Fast speech intelligibility estimation using a neural network trained via distillation
Objective measures of speech intelligibility have many uses, including the evaluation of degradation during transmission and the development of processing algorithms. One intrusive approach is to use a method based on the audibility of speech glimpses. The binaural version of the glimpse method can provide more robust performance compared to other binaural state-of-the-art metrics. However, the glimpse method is relatively slow to evaluate and this limits its use to non-real time applications. We explored the use of machine learning to allow the glimpse-based metric to be estimated quickly.

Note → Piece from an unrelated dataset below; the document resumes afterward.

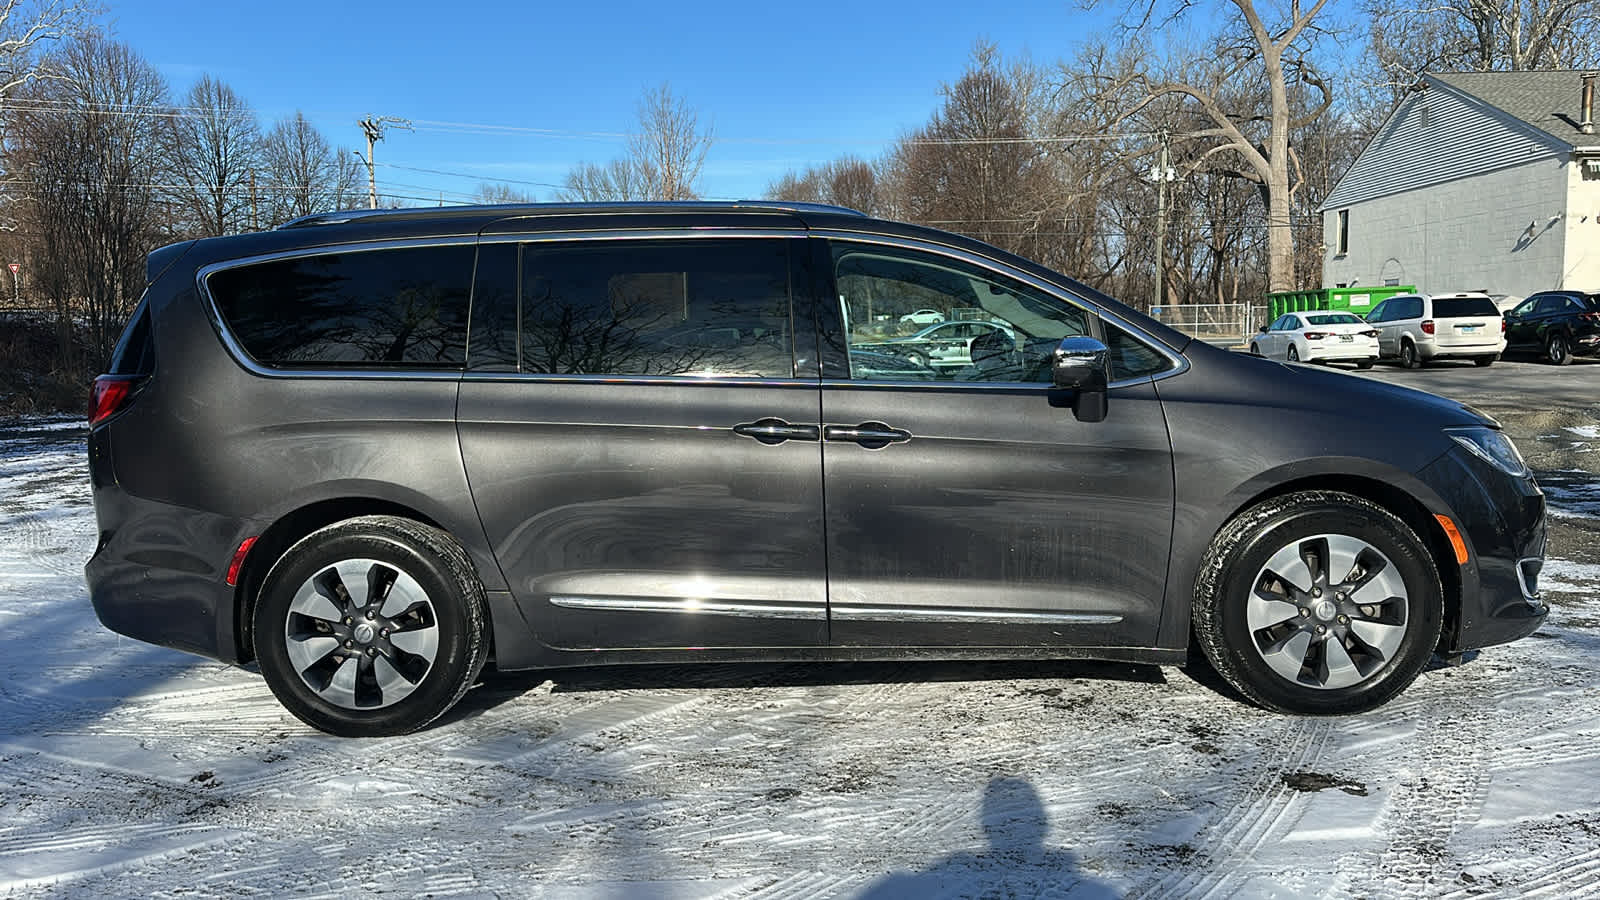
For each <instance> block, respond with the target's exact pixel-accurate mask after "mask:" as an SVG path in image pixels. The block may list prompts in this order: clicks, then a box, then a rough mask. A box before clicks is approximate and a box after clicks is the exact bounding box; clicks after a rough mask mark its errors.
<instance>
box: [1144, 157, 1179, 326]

Distillation is an established machine learning approach. A complex model is used to derive a simpler machine-learnt model capable of real-time operation. The simpler student model is trained on synthetic data generated from the complex teacher model, thereby distilling knowledge from teacher to student. In this case the teacher is the slow glimpse-based model, and the student an artificial neural network. Once the neural network is trained, the student rapidly estimates the glimpse-based speech intelligibility metric. It is fast enough to allow real-time operation as an intelligibility meter in a Digital Audio Workstation.

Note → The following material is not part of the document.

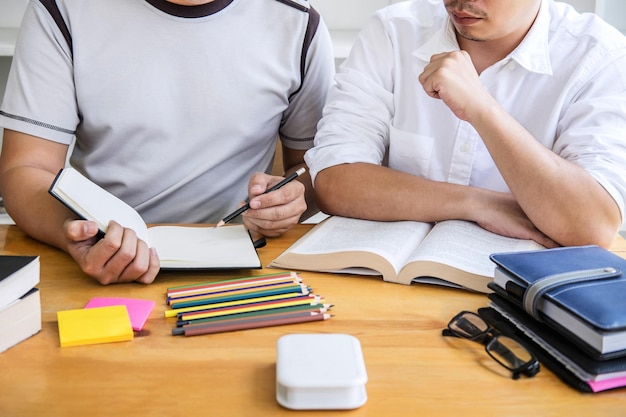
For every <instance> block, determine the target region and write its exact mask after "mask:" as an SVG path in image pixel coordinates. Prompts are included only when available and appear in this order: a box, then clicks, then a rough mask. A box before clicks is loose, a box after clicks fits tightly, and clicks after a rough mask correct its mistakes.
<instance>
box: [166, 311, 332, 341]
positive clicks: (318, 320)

A shallow artificial neural network with a relatively simple structure is found sufficient. The inputs to the network are cross-correlations between Mel-frequency cepstral coefficients (MFCCs) for the clean and noisy speech. Only the largest value of the cross-correlation for the left and right ear signals are used as inputs, to simulate better-ear binaural listening. Even for this lightweight artificial neural network, a large amount of training data is necessary to make the distillation robust. 1,200 hours of audio samples were used containing speech from a wide range of sources (SALUC, SCRIBE and r-spin speech corpora and librivox audiobooks). Maskers included speech-shaped noise, competing speech, amplitude-modulated noise, music and sound effects. The signal-to-noise ratio ranged from -20 to 20 dB. Performance is evaluated using test data set not used in training. A comparison between the estimated speech intelligibility to the full glimpse-based model gave an r2 of 0.96 and a mean square error of 0.003.